Special session will move quickly; here’s how to reach your legislators

Rep. Ken Holmlund, R-Miles City, arrived early at the Capitol Friday for the special session next week. He was reading documents at his desk in the House Chambers. In the background is the Charles M. Russell painting, “Lewis and Clark Meeting Indians at Ross’ Hole.” (Chuck Johnson/Missoula Current)

HELENA – This will be the 33rd special legislative session in Montana history and the first called by Gov. Steve Bullock, who took office in 2013.

The last special session was a one-day gathering in September 2007, called by Gov. Brian Schweitzer to replenish the state’s wildland firefighting fund.  Among the tasks of next week’s session will be to restore money to the firefighting fund.

The agenda is limited by the call issued by the governor, but can be expanded if 76 of the 150 lawmakers concur. House and Senate Republicans obtained the needed signatures Friday to expand the upcoming session beyond Bullock’s agenda.

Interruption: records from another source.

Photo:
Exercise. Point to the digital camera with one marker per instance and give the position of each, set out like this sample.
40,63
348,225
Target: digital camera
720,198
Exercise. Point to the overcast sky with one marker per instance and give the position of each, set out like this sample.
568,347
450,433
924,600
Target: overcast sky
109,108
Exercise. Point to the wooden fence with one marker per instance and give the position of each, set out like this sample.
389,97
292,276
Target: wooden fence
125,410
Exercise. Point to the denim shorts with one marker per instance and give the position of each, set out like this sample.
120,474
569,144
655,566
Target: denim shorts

Special sessions in Montana operate at a much faster pace than do the regular 90-day legislative sessions, which occur every two years.

The House and Senate are expected to adopt rules to waive the usual requirement for a 24-hour interval between the debate-stage vote on a bill and the final vote.

In addition, Senate and House committees are scheduling joint hearings on bills to save time, instead of separate hearings in each house. Time for public testimony is often limited, and the public notice for hearings is often limited.

Montanans who want to follow the hearings and debates online can find the schedule listed under video and audio on the Legislature’s home page at www.leg.mt.gov. For information or to call a legislator or leave a message for a legislator, people may call 1-406-444-4800.

The operating cost for a special legislative session is $106,000 for the first day of the session and $58,000 for subsequent days, according to the Legislative Services Division.